Salarius Pharmaceuticals received a Nasdaq compliance extension for late July 2025 to regain equity standard compliance and by early August 2025 to meet the minimum bid price requirement. The company is working to meet milestones and announced a merger with Decoy Therapeutics to enhance its product pipeline and market positioning. Salarius exhibits significant financial instability, declining revenues, and persistent losses, making its stock highly risky and unattractive to investors.
Houston, July 2, 2025 — Salarius Pharmaceuticals, Inc. (Nasdaq: SLRX) has received an additional extension from Nasdaq to regain compliance with the Equity Standard by late July 2025 and to meet the minimum bid price requirement by early August 2025 [1]. This extension follows previous notifications from Nasdaq that the company was not in compliance with these standards due to its stock's closing bid price being below the required minimum and its stockholders' equity falling below the required amount.
The company has been working diligently to meet the necessary milestones and has announced a merger with Decoy Therapeutics, Inc., a privately held preclinical biopharmaceutical company. The merger aims to enhance Salarius' product pipeline and market positioning by incorporating Decoy's innovative peptide conjugate therapeutics and Salarius' oral small molecule protein degrader, SP-3164, into highly targeted peptide-based proteolysis targeting chimeras (PROTACS) drug candidates [1].
Salarius Pharmaceuticals is a clinical-stage biopharmaceutical company with two drug candidates for patients with cancer. The company's lead candidate, seclidemstat, is being studied in an investigator-initiated Phase 1/2 clinical study at MD Anderson Cancer Center as a potential treatment for myelodysplastic syndrome (MDS) and chronic myelomonocytic leukemia (CMML) in patients with limited treatment options [1].
Decoy Therapeutics is leveraging machine learning and artificial intelligence tools alongside high-speed synthesis techniques to rapidly design, engineer, and manufacture peptide conjugate drug candidates that target serious unmet medical needs. The company's initial pipeline is focused on respiratory viruses and GI cancers [1].
The proposed merger, if consummated, is expected to facilitate multiple value-creating inflection points with Decoy’s pipeline of peptide conjugate therapeutics engineered by its IMP3ACT platform. The combined company intends to advance Decoy’s lead asset, a pan-coronavirus antiviral, to the filing of an Investigational New Drug (IND) application with the U.S. Food and Drug Administration (FDA) and make progress with its other programs, including a broad-acting antiviral against flu, COVID-19, and respiratory syncytial virus (RSV), and a peptide drug conjugate targeting GI cancers [1].

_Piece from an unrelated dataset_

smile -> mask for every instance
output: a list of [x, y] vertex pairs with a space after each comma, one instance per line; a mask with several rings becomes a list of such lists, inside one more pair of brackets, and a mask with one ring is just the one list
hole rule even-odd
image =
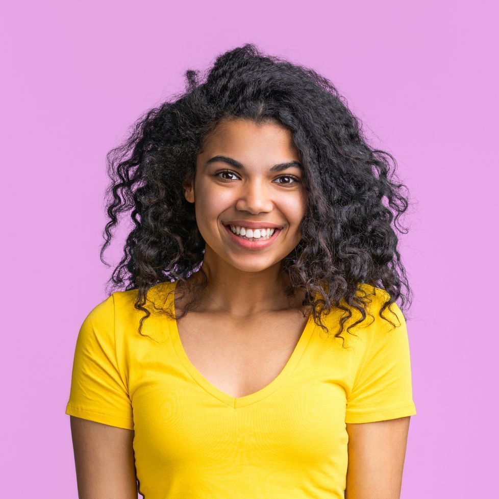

Despite the merger, Salarius Pharmaceuticals exhibits significant financial instability, declining revenues, and persistent losses, making its stock highly risky and unattractive to investors. The company's stockholders' equity has fallen below the required minimum, leading to Nasdaq's non-compliance notifications. Salarius must regain compliance with the Nasdaq continued listing requirements to avoid delisting [1].
Salarius and Decoy have executed definitive agreements with unanimous approvals by their respective Boards of Directors. The closing consideration will primarily consist of nonvoting preferred stock of Salarius, and it is expected that following the closing and a post-closing stockholder vote to approve the conversion of the preferred shares into common stock, Decoy investors would own approximately 92.4% of the outstanding shares of the merged company and Salarius stockholders would own approximately 7.6% of the outstanding shares [1].
The merger is subject to the satisfaction of certain conditions, including obtaining regulatory approvals and other closing conditions. For further details on the transaction and conditions for closing of the merger, please refer to the Form 8-Ks Salarius filed with the U.S. Securities and Exchange Commission (SEC) [1].